When claim velocity slows, it often raises practical questions. Are shifts visible enough? Is workforce availability aligned with demand? Are distribution processes creating friction?
Many organizations use workforce analytics here to improve visibility and reduce the time between posting and filling shifts.
Internal-First Fill Rate
Internal-first fill rate measures how often open shifts are filled by internal workforce resources before external labor is used.
It’s a straightforward metric, but it says a lot about how a workforce is structured and utilized.
Health systems with higher internal-first fill rates often see:
Lower labor costs
Reduced agency reliance
Stronger workforce engagement
More stable operations
For executive leaders, this metric often reflects how mature and coordinated the internal workforce model really is.
Recommended Resource: The Ultimate Guide to Flexible Scheduling Strategies in Healthcare
The Predictive Performance Metrics That Show You What's Coming
Many health systems still spend most of their time responding to staffing needs after they appear. Increasingly, higher-performing organizations are shifting attention toward signals that help them anticipate those needs earlier.
Forecast Accuracy
Forecast accuracy measures how closely staffing projections align with actual demand.
Even small improvements here can have a noticeable impact on labor planning, scheduling efficiency, and workforce utilization.
As healthcare workforce analytics mature, forecast accuracy has become one of the most important indicators of how well an organization aligns labor with demand.
Recommended Resource: From Reactive to Proactive: The Power of Predictive Workforce Analytics
Future Staffing Risk Indicators
Some workforce challenges don’t appear suddenly. They build over time and can often be seen in underlying trends if they’re tracked consistently.
Common indicators include:
Vacancy trends
Retirement projections
Internal mobility patterns
Credential expiration risks
Workforce engagement signals
Taken together, these data points help leaders identify pressure points before they turn into operational constraints.

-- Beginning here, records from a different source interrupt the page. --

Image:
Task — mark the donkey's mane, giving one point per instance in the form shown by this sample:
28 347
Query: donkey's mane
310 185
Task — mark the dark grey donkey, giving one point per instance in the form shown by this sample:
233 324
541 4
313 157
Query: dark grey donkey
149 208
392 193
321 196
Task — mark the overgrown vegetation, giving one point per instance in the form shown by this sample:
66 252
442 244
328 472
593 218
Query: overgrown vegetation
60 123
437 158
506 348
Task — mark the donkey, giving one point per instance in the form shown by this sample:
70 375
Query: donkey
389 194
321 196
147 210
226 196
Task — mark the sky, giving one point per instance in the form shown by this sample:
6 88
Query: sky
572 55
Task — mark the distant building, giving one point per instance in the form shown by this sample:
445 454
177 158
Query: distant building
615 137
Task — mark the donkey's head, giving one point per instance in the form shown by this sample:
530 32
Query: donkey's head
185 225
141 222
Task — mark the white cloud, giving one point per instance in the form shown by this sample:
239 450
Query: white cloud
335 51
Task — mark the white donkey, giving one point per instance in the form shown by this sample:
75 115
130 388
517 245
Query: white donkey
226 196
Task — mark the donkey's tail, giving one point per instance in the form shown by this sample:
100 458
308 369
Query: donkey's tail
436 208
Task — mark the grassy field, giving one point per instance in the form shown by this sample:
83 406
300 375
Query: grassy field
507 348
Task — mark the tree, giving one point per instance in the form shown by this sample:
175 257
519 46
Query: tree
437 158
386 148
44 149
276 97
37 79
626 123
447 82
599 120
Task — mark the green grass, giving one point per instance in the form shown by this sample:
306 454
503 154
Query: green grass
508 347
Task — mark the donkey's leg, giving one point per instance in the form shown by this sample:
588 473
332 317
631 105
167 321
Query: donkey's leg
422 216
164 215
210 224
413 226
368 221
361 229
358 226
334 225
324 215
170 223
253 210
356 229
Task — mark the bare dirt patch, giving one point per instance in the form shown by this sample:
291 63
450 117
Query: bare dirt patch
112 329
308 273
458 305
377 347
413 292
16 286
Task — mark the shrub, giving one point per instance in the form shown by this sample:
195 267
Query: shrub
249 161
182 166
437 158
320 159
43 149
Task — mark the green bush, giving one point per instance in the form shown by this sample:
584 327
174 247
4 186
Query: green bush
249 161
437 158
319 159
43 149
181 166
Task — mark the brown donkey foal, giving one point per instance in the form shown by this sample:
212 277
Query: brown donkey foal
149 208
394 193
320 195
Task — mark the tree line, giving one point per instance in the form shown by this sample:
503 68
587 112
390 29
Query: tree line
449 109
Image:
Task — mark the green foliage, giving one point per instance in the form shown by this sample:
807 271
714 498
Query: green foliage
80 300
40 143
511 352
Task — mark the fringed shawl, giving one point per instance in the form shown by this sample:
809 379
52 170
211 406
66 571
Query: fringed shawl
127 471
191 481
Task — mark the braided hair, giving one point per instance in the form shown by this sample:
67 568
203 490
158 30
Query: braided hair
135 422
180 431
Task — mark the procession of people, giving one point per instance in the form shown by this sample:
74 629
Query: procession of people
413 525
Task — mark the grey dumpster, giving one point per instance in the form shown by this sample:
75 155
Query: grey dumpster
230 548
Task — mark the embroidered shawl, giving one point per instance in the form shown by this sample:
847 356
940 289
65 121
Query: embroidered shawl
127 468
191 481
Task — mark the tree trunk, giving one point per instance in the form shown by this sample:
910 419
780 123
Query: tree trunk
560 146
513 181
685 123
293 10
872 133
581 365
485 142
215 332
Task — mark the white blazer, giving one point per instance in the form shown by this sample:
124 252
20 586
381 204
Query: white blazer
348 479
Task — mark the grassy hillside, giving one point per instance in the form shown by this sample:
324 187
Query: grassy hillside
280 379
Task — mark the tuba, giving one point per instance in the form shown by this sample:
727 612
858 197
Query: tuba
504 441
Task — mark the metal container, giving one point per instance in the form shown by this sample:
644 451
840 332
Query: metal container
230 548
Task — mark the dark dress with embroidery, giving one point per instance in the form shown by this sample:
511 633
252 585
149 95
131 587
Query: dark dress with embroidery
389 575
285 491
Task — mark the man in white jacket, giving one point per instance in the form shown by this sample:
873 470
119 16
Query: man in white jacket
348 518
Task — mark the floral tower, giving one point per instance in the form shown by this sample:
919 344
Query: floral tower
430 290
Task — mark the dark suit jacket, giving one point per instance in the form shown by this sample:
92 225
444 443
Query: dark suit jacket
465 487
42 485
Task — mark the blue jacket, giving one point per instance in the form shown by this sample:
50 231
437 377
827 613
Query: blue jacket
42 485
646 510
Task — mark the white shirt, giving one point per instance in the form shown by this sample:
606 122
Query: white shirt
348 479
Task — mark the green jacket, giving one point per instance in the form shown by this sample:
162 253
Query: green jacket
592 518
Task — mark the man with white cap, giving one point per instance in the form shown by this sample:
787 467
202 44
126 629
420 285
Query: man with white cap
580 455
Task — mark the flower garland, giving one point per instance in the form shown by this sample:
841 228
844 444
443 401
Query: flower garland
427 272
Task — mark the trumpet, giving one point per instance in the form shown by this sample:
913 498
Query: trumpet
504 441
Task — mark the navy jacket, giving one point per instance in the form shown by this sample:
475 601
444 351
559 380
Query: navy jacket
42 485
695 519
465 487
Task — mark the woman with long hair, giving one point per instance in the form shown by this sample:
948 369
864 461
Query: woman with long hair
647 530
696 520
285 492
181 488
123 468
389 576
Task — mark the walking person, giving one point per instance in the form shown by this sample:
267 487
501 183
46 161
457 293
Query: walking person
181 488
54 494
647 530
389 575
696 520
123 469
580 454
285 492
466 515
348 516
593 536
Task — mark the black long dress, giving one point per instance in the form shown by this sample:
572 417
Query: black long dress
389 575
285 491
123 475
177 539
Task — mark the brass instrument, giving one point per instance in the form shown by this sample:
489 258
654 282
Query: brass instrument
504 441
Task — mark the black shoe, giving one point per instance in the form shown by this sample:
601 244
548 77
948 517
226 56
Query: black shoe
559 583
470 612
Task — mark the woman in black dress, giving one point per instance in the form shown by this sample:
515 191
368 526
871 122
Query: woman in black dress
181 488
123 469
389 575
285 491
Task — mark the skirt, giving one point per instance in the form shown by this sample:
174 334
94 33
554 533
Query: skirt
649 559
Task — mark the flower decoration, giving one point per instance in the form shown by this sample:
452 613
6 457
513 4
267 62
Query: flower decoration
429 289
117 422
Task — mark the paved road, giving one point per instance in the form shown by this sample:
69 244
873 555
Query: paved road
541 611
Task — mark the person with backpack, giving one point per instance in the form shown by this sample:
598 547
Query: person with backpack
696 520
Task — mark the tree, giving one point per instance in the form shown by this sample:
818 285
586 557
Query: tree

Demand Variance Prediction
Demand variance prediction focuses on how well an organization anticipates fluctuations in patient volume and workforce needs.
No forecast is perfect. But organizations that consistently track demand patterns tend to make more stable staffing decisions and fewer reactive adjustments.
Over time, this reduces the need for last-minute coverage decisions and supports more consistent workforce performance across the system.
Recommended Resource: How Healthcare Staffing Interoperability Connects the Dots
The Future of Health System Performance Is Workforce Intelligence
The highest-performing health systems are starting to measure performance differently.
Workforce management is no longer viewed as a standalone scheduling function. It sits much closer to enterprise performance, alongside financial, operational, and clinical outcomes.
What’s changing is not just the data being collected, but how it is being used. Workforce intelligence is becoming part of how leaders understand system performance in real time.
The organizations that are making the most progress aren’t tracking more metrics. They’re paying closer attention to the ones that show how workforce decisions are shaping performance across the enterprise.
As labor continues to influence both financial and operational outcomes, workforce strategy is becoming less about isolated decisions and more about how well the system coordinates its people, capacity, and demand.
For most health systems, the question isn’t whether workforce metrics matter. It’s whether the right ones are being used to guide what happens next.